Is Henrik Lundqvist back?

If the 43 saves he had against the Anaheim Ducks on Tuesday night are any indication, Lundqvist is as close to back as he's been all season. He will look to continue this roll against the visiting Nashville Predators at Madison Square Garden on Thursday night.

Lundqvist hasn't had a save percentage worse than .920 since the 2008-09 season and has a career mark of .920. But this season, the 34-year-old has dipped to .910, a number that is close to his high-water mark for the season.

The lack of support has been an issue, but Lundqvist has shown signs that he's adjusting to the shoddy defense he has in front of him on most nights.

"The game is changing a little bit, the way we are giving up scoring chances now compared to maybe a few years ago," Lundqvist said. "I think I need to adjust my game a little bit; a little bit more on my toes, a little bit more aggressive, and I think it is helping my game. It's a big thing too when you see the shot the whole way, how you can react to it.

"That was something we have been talking about for the last few days, try to box out more and try to block the shot and give me the shot. It makes a big difference when you can read the shot from the get go."

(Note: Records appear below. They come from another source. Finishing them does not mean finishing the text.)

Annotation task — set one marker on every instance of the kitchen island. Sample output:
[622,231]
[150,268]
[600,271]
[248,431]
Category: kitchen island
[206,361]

Translation: If you're going to give up a ton of shots, at least get out of the way so the goalie can see it and do your best to clear rebounds away from the guys you've been leaving open all season.

Another benefit New York enjoyed against the Ducks was the return of Kevin Hayes from a five-game absence and four healthy lines at full strength. Every Rangers forward except Pavel Buchnevich, who had an assist in 9:56 of ice time, played at least 10 minutes against the Ducks.

When the Rangers were rolling early in the season, it was because they were getting offense from everywhere. If they can get back to scoring four goals per game a little more often, that will take some pressure off Lundqvist.

"There's no doubt that balance and being able to roll four lines is important," Rangers coach Alain Vigneault said. "There are a couple of areas (against Anaheim) that I would definitely want to clean up. That being said, Hank makes some timely saves and we're able to get some timely goals and capitalize on some of their mistakes. We'll take the two points and get ready for the next game."

The Predators have alternated wins and losses over their past seven games and come to New York after a 4-2 home win against the Vancouver Canucks. It marked the 10th time in their past 13 games they've earned at least a point, a big reason why Nashville has surged into third place in the Central.

"I think you can see how hard we're working out on the ice," defenseman Roman Josi said. "That's who we are. When we're doing that, we can find the wins."

It also helped that the Predators found some offense -- the four goals against the Canucks matched their total in their previous three games combined. But what's been more important for Nashville after a slow start is the team's overall willingness to play a more defensive style that has led to tougher backchecking that wasn't there earlier.

"At the start of the season, we were just trying to find the identity of the team and 20 games in, we hadn't found that," said Predators forward Filip Forsberg. "Now it's getting better and we're just trying to improve on that."